According to the North Macedonia news portal nezavisen.mk he also called on Belgrade to focus on the strategic interest “instead of being aggressive in rejecting Kosovo.”
Reeker said that Kosovo and Serbia “risk to spend a generation’s best chance” to resolve the dispute and added that the United States again calls on Belgrade and Pristina to remove barriers to negotiations and enable the dialogue to move forward.
“Part of this should be the decision of Kosovo to lift tariffs for goods from Serbia and BiH,” said Reeker, who on March 18 should take over the position of Assistant Secretary of State for Europe and Eurasia.
He pointed out that the issue of tariff had violated Kosovo’s relations with the United States.
According to the North Macedonia portal, Reeker said that the US understands the “frustration and desire of Kosovo citizens to control their fate and improve the integration of Kosovo into the international system” and added that support for Kosovo’s independence and sovereignty is not called into question, but the US has a request for Kosovo.
“The United States has invested considerable capital in the success of Kosovo as an independent, multi-ethnic and sovereign country, and we stood behind you, many times. But this time we came with a request, the US, your closest strategic partner and friend, believes that reaching an agreement with Serbia is the only way for Kosovo. It’s harder that Kosovo cannot return to negotiations with Serbia if it does not abolish the tariffs,” Reeker said.
He said that “at the same time, it is sad and surprising that the US still has serious misunderstanding with the government in Pristina on the issue.”
“I am afraid that the position of Kosovo has damaged our bilateral relations that we greatly appreciate. Kosovo does not lose anything by negotiation, but it is risking everything if it does not negotiate,” Reeker said, adding that the US is seeking temporary tariff limitation to see what can be achieved at the negotiating table.
Reeker urged Belgrade to focus on the strategic interest “instead of being aggressive in rejecting Kosovo.”
“By campaigning to encourage countries to withdraw recognition of Kosovo and block its membership in international organizations such as Interpol, Belgrade has disrupted the atmosphere of compromise and progress in an agreement that should provide a European future,” Reeker said.
He stressed that Kosovo and Serbia must question themselves what the alternative to normalizing relations is, saying that “the two countries will lose the most from the frozen conflict, because the lack of agreement means reduced security, slow economic growth and freezing aspirations for joining the EU”.
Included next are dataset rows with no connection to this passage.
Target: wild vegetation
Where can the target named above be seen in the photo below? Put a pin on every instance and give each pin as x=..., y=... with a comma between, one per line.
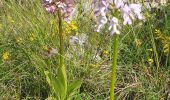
x=29, y=53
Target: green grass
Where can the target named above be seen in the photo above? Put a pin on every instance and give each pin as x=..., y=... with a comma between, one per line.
x=27, y=29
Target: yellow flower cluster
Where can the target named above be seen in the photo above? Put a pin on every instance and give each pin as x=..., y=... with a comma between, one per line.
x=165, y=40
x=5, y=56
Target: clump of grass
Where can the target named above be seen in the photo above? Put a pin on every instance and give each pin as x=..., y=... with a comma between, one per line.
x=27, y=33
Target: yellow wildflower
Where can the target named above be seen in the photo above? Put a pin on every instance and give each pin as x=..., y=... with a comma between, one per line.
x=5, y=56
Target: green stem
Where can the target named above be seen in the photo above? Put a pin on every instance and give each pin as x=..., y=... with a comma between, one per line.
x=114, y=63
x=61, y=69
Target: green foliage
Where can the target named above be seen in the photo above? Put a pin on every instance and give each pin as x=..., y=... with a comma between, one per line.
x=27, y=32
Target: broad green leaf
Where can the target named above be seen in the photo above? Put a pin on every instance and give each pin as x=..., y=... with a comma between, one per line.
x=73, y=88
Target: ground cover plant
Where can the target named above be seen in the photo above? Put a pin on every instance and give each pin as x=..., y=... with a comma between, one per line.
x=30, y=54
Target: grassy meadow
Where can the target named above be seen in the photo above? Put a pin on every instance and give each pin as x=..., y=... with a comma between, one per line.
x=29, y=44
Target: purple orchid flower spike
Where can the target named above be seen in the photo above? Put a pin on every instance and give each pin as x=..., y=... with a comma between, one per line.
x=66, y=7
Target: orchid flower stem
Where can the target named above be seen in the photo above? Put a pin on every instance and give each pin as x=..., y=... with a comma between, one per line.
x=61, y=68
x=114, y=63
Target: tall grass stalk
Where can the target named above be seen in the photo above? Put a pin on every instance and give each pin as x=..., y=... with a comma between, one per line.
x=61, y=69
x=114, y=63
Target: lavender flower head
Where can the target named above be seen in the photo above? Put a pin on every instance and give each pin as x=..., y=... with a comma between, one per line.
x=102, y=12
x=67, y=9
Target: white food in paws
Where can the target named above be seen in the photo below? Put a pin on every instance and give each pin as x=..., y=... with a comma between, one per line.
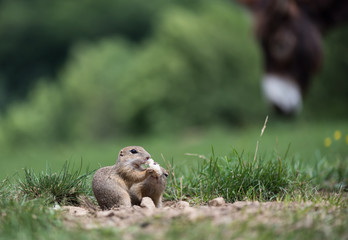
x=154, y=166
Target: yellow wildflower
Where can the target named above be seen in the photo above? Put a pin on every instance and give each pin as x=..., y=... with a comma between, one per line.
x=337, y=135
x=327, y=142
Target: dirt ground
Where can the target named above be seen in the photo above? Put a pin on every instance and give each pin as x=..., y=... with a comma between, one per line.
x=217, y=211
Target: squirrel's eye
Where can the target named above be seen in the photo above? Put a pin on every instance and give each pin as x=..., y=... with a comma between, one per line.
x=133, y=151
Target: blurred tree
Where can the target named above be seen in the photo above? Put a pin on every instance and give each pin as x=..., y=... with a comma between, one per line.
x=36, y=35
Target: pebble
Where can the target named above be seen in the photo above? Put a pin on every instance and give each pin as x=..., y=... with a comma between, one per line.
x=147, y=202
x=216, y=202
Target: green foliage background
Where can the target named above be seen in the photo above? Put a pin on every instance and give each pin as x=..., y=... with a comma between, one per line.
x=95, y=70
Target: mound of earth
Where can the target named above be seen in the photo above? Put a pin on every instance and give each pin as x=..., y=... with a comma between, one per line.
x=146, y=215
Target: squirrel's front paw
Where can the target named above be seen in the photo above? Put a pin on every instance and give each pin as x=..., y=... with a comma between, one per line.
x=152, y=172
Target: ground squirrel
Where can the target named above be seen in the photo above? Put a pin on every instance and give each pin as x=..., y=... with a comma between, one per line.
x=111, y=184
x=153, y=187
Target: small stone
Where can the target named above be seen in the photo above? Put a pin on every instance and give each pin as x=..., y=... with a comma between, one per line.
x=182, y=204
x=76, y=211
x=147, y=202
x=107, y=213
x=216, y=202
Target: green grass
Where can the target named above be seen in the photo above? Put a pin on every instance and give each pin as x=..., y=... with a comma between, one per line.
x=238, y=177
x=64, y=187
x=308, y=171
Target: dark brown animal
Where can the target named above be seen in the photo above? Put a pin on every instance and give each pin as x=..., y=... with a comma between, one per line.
x=290, y=35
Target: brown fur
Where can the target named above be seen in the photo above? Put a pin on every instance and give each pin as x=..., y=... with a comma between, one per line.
x=153, y=187
x=111, y=184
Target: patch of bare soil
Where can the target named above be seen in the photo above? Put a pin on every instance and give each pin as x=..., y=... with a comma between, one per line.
x=217, y=211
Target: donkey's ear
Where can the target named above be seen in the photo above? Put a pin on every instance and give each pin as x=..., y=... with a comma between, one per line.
x=251, y=4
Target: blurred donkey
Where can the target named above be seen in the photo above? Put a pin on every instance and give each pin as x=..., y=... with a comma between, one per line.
x=290, y=34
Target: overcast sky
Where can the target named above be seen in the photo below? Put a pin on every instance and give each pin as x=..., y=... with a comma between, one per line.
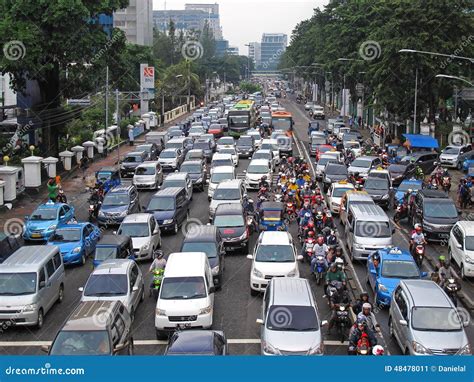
x=243, y=21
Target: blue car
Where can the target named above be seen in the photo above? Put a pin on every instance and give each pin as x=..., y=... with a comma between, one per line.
x=75, y=241
x=395, y=265
x=406, y=185
x=41, y=224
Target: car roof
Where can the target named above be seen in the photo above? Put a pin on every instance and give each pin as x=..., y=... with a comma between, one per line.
x=426, y=293
x=291, y=291
x=274, y=238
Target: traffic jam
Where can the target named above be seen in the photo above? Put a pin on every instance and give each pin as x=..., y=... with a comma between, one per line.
x=256, y=225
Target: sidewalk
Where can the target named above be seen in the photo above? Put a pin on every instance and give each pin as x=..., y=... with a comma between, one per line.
x=73, y=184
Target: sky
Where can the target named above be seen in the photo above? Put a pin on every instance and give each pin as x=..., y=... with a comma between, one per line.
x=245, y=21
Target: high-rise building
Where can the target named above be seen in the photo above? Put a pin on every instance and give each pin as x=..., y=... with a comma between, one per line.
x=272, y=48
x=136, y=21
x=255, y=53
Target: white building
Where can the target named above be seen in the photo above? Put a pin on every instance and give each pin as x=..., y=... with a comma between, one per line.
x=136, y=21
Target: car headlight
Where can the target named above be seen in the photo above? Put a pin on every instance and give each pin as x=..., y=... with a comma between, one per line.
x=206, y=310
x=318, y=349
x=419, y=348
x=268, y=348
x=257, y=273
x=466, y=350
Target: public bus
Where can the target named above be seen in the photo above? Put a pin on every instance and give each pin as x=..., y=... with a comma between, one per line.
x=282, y=120
x=241, y=118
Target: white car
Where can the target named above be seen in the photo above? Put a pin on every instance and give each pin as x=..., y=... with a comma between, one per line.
x=232, y=151
x=145, y=234
x=117, y=279
x=220, y=174
x=461, y=247
x=148, y=176
x=335, y=193
x=255, y=171
x=274, y=256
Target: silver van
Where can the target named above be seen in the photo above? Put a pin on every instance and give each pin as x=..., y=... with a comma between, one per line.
x=424, y=321
x=290, y=320
x=367, y=229
x=31, y=281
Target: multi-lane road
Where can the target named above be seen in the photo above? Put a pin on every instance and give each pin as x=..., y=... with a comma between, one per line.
x=235, y=310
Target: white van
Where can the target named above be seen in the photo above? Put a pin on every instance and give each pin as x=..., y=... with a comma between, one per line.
x=31, y=281
x=186, y=298
x=368, y=229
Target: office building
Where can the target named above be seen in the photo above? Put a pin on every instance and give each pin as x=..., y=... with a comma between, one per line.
x=272, y=48
x=136, y=21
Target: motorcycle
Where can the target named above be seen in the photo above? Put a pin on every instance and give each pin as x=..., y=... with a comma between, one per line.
x=451, y=288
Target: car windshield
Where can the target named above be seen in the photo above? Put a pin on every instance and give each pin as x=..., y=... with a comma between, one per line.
x=338, y=192
x=191, y=168
x=116, y=200
x=257, y=169
x=103, y=253
x=451, y=150
x=81, y=342
x=168, y=154
x=210, y=248
x=376, y=184
x=226, y=194
x=134, y=229
x=436, y=319
x=66, y=235
x=399, y=269
x=183, y=288
x=363, y=163
x=440, y=209
x=224, y=221
x=106, y=285
x=292, y=318
x=44, y=214
x=145, y=170
x=16, y=284
x=275, y=254
x=373, y=229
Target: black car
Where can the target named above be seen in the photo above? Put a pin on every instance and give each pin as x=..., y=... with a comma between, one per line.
x=231, y=220
x=333, y=172
x=436, y=212
x=380, y=191
x=400, y=172
x=197, y=342
x=151, y=149
x=196, y=171
x=131, y=161
x=207, y=239
x=245, y=146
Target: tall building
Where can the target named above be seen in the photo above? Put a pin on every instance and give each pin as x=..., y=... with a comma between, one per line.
x=136, y=21
x=272, y=48
x=255, y=53
x=212, y=16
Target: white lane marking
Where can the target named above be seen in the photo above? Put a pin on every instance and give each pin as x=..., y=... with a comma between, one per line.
x=235, y=341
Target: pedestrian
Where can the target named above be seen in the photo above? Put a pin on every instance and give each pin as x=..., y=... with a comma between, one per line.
x=52, y=190
x=84, y=165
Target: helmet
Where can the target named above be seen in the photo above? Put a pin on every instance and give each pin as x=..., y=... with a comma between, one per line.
x=378, y=350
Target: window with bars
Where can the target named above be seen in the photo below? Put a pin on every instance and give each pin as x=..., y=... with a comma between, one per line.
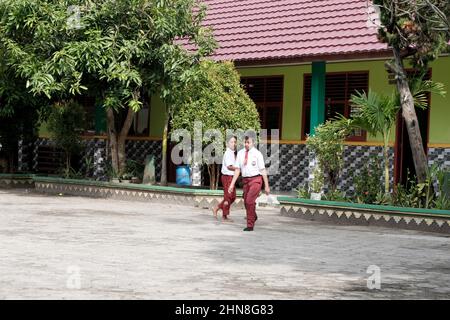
x=338, y=89
x=267, y=94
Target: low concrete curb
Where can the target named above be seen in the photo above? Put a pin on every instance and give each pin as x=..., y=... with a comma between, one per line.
x=122, y=191
x=360, y=214
x=11, y=181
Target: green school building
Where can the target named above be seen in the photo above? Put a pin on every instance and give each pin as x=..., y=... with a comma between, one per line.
x=299, y=61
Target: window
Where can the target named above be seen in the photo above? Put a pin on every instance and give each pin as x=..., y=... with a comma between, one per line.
x=267, y=93
x=338, y=89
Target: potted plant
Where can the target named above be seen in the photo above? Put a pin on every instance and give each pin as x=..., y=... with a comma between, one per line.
x=317, y=184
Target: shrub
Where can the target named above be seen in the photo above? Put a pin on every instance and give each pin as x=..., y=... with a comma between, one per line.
x=327, y=144
x=367, y=182
x=65, y=123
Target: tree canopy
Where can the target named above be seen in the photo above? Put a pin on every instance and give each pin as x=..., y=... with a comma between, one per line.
x=120, y=50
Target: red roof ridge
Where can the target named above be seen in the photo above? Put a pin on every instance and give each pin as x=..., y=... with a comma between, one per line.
x=275, y=29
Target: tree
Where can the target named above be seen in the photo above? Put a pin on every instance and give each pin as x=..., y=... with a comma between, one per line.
x=418, y=31
x=123, y=50
x=377, y=113
x=216, y=99
x=20, y=113
x=65, y=123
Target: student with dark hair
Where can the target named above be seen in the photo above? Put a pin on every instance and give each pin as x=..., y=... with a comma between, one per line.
x=229, y=158
x=250, y=162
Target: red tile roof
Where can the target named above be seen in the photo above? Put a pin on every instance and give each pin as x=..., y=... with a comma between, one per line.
x=249, y=30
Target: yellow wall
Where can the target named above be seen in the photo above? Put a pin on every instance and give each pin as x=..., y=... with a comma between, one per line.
x=378, y=82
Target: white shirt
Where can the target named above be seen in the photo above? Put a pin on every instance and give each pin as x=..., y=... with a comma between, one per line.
x=228, y=160
x=255, y=162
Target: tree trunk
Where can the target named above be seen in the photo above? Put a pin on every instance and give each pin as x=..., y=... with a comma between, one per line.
x=164, y=151
x=412, y=124
x=217, y=176
x=121, y=141
x=386, y=164
x=112, y=138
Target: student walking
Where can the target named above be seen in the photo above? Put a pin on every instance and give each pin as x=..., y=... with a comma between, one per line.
x=250, y=162
x=229, y=159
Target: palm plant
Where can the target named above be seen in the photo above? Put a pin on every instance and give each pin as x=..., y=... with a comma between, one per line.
x=376, y=114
As he pointed out, the US does not advocate for any conclusive solution, and the international community does not dictate conditions, nor offers a blank check, since the solution should be enforceable, permanent and contribute to regional stability.
“We will seriously consider the agreement that both parties believe meet these conditions,” Reeker said at a seminar within the ‘Balkan 360’ project, organized by the German Marshall Plan in Skopje.